# Horrid Yellow Kitchen!! HELP



## DIYChic55 (Oct 17, 2012)

My Fiance and I bought our new home this past spring. I have been repainting all the rooms because the previous owners apparently loved REALLY BRIGHT colors!!!! I have no Idea what color paint to put on the kitchen walls. The kitchen has got reddish oak cabinets with some very very custom8| red knotty pine shelfing with light oak flooring. It is open to the dining room which has wainscoting in red knotting pine and the flooring is a light pine! I cant wrap my head around all the different wood tones or figure out how to make this kitchen flow and look a bit more updated. My dream kitchen would be Tuscan themed....so so far from what it currently is. please Help


----------



## DIYChic55 (Oct 17, 2012)

that is a slanted drop ceiling with white tiles and black rails..... I have no idea why it is there, from what i see the original ceiling looks fine. It is in the living room as well


----------



## user1007 (Sep 23, 2009)

Well, we do know that valance or wallpaper border has got to go right? I will play with some color schemes for you with the idea of sort of a Tuscan look. You might do a search for decorative ceiling panels. There are some nice ones out there, including tin ceiling type replicas, that replace the standard type you have. 

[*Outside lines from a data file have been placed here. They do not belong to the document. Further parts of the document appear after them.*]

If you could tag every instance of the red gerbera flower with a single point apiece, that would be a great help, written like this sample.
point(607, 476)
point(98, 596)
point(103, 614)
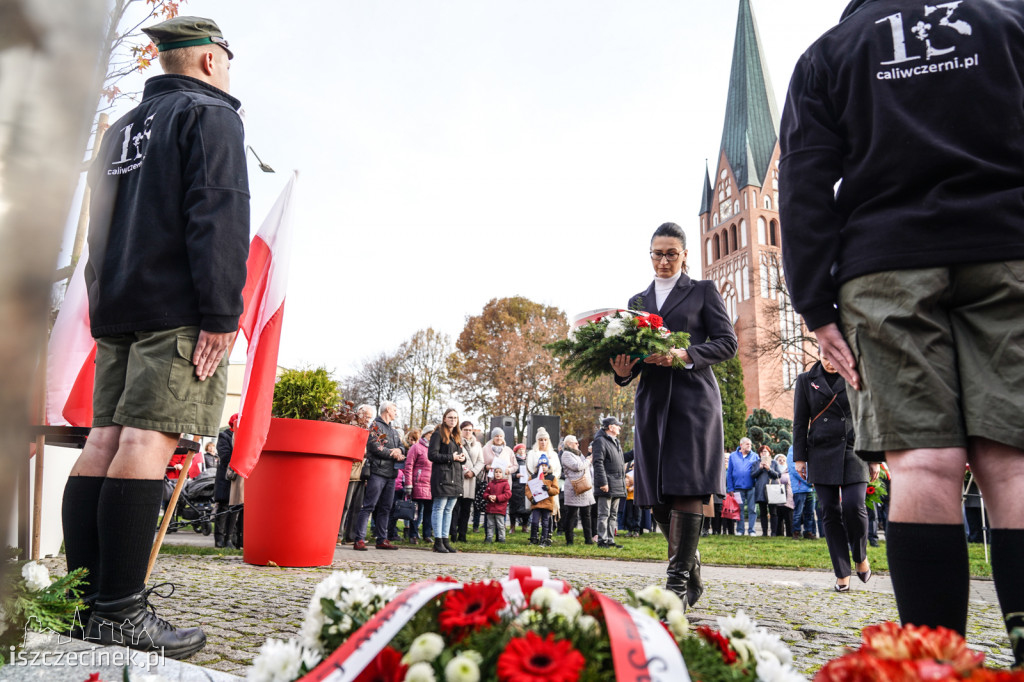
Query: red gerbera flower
point(716, 638)
point(387, 667)
point(471, 608)
point(531, 658)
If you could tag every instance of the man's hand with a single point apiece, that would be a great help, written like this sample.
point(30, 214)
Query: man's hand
point(836, 350)
point(210, 350)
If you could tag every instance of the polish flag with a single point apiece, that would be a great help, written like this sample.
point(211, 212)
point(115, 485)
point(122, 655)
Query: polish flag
point(264, 307)
point(71, 355)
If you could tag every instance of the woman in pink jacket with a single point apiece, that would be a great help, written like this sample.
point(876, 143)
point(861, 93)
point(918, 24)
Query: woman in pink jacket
point(418, 485)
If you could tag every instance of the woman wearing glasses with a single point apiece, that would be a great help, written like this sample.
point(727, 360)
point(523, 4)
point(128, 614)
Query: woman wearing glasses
point(678, 443)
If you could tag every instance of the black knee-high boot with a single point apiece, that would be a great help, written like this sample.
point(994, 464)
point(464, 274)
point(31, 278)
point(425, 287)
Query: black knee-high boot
point(683, 535)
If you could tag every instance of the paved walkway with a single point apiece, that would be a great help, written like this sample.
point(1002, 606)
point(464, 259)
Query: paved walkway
point(240, 605)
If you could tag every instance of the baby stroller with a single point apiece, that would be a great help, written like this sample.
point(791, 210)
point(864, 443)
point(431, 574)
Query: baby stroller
point(195, 503)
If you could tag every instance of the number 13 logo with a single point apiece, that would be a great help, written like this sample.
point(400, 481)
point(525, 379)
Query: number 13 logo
point(922, 30)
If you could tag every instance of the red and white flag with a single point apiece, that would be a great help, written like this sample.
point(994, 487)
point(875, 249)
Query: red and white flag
point(266, 282)
point(71, 355)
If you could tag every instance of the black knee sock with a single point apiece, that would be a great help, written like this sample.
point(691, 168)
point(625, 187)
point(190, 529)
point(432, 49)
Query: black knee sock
point(128, 511)
point(931, 573)
point(78, 513)
point(1008, 566)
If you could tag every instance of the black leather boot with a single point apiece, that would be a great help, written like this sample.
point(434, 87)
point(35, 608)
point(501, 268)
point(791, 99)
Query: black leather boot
point(130, 622)
point(683, 535)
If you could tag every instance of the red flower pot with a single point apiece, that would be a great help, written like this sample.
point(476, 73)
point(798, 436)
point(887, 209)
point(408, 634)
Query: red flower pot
point(295, 496)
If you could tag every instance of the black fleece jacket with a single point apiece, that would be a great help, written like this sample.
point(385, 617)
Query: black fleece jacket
point(169, 227)
point(916, 111)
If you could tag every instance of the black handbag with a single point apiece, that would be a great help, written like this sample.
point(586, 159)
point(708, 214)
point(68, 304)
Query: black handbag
point(403, 510)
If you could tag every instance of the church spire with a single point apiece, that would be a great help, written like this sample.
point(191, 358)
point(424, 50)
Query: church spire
point(751, 113)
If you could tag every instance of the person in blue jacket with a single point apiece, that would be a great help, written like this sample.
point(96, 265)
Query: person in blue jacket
point(803, 501)
point(739, 478)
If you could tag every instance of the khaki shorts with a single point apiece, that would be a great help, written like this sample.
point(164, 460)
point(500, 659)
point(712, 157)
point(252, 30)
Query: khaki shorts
point(940, 353)
point(145, 380)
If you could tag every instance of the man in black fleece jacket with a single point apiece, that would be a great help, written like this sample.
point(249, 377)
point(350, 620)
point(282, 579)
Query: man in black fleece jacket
point(902, 172)
point(168, 242)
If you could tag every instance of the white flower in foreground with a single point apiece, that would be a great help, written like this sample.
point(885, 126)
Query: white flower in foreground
point(462, 669)
point(587, 624)
point(678, 623)
point(425, 647)
point(614, 328)
point(543, 597)
point(36, 577)
point(736, 627)
point(770, 644)
point(421, 672)
point(567, 606)
point(278, 662)
point(770, 670)
point(658, 597)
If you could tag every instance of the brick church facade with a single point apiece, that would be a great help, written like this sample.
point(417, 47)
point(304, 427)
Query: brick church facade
point(739, 231)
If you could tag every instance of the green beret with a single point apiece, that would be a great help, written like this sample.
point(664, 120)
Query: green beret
point(186, 32)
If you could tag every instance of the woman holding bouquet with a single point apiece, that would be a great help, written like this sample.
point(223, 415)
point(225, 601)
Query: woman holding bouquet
point(679, 441)
point(448, 456)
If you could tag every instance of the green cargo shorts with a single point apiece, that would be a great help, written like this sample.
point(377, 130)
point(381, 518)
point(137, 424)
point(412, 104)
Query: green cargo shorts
point(940, 353)
point(145, 380)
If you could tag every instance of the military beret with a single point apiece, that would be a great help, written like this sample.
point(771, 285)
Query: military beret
point(186, 32)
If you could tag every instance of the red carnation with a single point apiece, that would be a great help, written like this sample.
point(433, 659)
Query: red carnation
point(387, 667)
point(717, 639)
point(469, 609)
point(531, 658)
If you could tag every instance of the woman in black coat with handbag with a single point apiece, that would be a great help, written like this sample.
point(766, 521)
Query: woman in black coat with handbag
point(822, 453)
point(679, 442)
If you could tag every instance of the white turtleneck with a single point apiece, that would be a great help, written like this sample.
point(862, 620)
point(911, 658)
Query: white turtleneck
point(663, 286)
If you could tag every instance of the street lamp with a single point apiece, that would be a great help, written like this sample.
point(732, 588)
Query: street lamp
point(263, 167)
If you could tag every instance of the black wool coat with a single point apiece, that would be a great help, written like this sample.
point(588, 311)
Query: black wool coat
point(679, 441)
point(445, 474)
point(826, 444)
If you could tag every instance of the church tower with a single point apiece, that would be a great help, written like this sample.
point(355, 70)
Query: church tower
point(739, 229)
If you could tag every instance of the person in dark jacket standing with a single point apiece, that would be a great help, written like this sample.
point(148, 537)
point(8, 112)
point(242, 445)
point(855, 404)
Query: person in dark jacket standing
point(903, 155)
point(822, 454)
point(679, 439)
point(386, 456)
point(448, 454)
point(609, 479)
point(168, 242)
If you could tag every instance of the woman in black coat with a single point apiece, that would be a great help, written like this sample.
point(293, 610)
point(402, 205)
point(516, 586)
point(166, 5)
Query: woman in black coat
point(822, 453)
point(679, 442)
point(448, 456)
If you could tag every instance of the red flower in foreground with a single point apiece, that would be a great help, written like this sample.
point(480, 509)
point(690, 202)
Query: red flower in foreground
point(386, 667)
point(473, 607)
point(718, 639)
point(531, 658)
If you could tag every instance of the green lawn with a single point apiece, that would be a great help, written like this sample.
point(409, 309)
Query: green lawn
point(715, 550)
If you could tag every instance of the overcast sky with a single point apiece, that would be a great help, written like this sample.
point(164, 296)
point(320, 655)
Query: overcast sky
point(456, 151)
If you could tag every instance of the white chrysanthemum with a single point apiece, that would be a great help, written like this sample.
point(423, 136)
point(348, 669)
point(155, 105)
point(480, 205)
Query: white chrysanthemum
point(587, 624)
point(678, 623)
point(614, 328)
point(736, 627)
point(660, 598)
point(543, 597)
point(769, 643)
point(425, 647)
point(565, 605)
point(462, 669)
point(36, 577)
point(770, 670)
point(421, 672)
point(278, 662)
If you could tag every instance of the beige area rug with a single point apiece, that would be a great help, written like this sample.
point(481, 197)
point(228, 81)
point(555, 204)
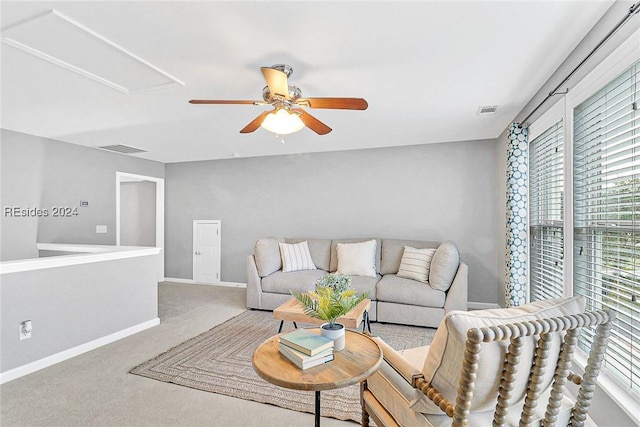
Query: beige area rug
point(219, 361)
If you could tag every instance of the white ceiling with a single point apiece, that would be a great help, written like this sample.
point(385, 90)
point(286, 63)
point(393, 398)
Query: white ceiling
point(423, 66)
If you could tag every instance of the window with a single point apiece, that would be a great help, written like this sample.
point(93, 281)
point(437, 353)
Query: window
point(546, 214)
point(606, 187)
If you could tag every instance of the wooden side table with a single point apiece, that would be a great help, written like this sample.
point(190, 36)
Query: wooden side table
point(293, 311)
point(359, 360)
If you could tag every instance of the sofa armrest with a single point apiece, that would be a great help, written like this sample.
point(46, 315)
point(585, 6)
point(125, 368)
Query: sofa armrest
point(254, 286)
point(457, 295)
point(399, 363)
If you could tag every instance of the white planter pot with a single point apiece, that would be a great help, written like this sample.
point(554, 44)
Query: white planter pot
point(337, 335)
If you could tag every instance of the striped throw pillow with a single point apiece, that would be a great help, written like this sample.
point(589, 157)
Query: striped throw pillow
point(296, 257)
point(415, 264)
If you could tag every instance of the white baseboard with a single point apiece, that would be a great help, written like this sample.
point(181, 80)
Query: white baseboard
point(193, 282)
point(29, 368)
point(474, 305)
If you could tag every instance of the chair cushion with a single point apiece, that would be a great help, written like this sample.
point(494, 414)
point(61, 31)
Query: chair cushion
point(415, 264)
point(444, 266)
point(267, 255)
point(295, 281)
point(295, 257)
point(392, 288)
point(364, 284)
point(357, 259)
point(444, 360)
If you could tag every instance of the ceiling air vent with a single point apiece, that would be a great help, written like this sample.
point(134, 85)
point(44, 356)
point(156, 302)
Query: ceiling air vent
point(124, 149)
point(487, 109)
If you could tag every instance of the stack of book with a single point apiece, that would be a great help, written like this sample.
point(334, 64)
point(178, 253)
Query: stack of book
point(306, 349)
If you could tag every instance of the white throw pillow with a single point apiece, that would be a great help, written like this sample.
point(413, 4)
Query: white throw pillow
point(443, 363)
point(444, 266)
point(357, 259)
point(296, 256)
point(415, 264)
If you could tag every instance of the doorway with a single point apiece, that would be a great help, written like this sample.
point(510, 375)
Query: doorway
point(140, 212)
point(206, 251)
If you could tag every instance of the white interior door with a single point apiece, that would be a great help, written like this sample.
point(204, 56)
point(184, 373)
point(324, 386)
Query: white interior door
point(206, 251)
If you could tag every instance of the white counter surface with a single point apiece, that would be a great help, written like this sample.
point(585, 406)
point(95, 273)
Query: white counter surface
point(85, 254)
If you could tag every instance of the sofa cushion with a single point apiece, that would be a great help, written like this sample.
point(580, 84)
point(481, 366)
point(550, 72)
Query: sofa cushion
point(415, 264)
point(357, 259)
point(333, 266)
point(444, 265)
point(295, 281)
point(446, 352)
point(320, 250)
point(295, 257)
point(392, 250)
point(267, 255)
point(392, 288)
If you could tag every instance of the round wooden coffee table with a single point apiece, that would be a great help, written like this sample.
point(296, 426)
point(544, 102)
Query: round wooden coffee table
point(359, 359)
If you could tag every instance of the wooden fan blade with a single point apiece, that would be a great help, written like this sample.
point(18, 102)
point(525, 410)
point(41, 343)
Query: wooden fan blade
point(222, 101)
point(312, 123)
point(277, 81)
point(255, 123)
point(335, 103)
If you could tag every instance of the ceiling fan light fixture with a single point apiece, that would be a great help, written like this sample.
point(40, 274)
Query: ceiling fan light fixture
point(282, 122)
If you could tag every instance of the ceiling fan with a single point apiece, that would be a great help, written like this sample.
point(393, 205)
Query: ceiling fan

To clarify though. Are you saying there is a flat ceiling above that angled drop ceiling shown in the photo? The angle continues through into the dining room or living room? Is there a flat ceiling above that part of it as well?


----------



## DIYChic55 (Oct 17, 2012)

*Re:*

Yes! I agree about the border! It is already off! It was the first thing I did! Still yellow wall tho The pictures posted are actually pics from when the former owners owned it and from the real estate webpage. Thank you for taking the time and looking at color schemes. The pictures posted are a bit deceiving. The slant does not peak until it reaches the kitchen wall. then slants back down over the living room. The original ceiling is slanted with popcorn finish and only 2" of space above drop ceiling. I was looking into do can lights but there is not enough room. The slanted ceiling is in the kitchen/dining room and the living room. NO where else thankfully. It is a ranch style home.


----------



## user1007 (Sep 23, 2009)

Well as a starting point for color exploration I grabbed the RGB code from sort of a common color in the kitchen cabinets and then crawled down either side of the color wheel, lightened the basic hue and am showing analalgous color schemes (those colors next to each other on the color wheel)---one blended to olive the other to rose with some "noise" added. Comments so far? I can tweak and try other schemes. If any of the hues or values in the blends strike your fancy, use a pixel grabber to get the RGB code. Then go the free site, easyrgb.com and pick a major paint company (Benjamin Moore, Sherwin Williams, etc.) and color collection. Type in the RGB code and the system will kick out the four closest color chips in the paint line. In working with color on your computer, make sure your monitor is set to the 6500K color temperature profile. This is the industry standard and helps keep everybody on the same page.


----------



## beenthere (Oct 11, 2008)

Moved to interior Decorating forum.


----------



## imautoparts (Oct 10, 2012)

Your first step will be the challenge of removing that border wallpaper. My muscles twitch just knowing a fellow human being will be doing such a grueling and thankless job. Oh wait! I see you already did that. Wow. 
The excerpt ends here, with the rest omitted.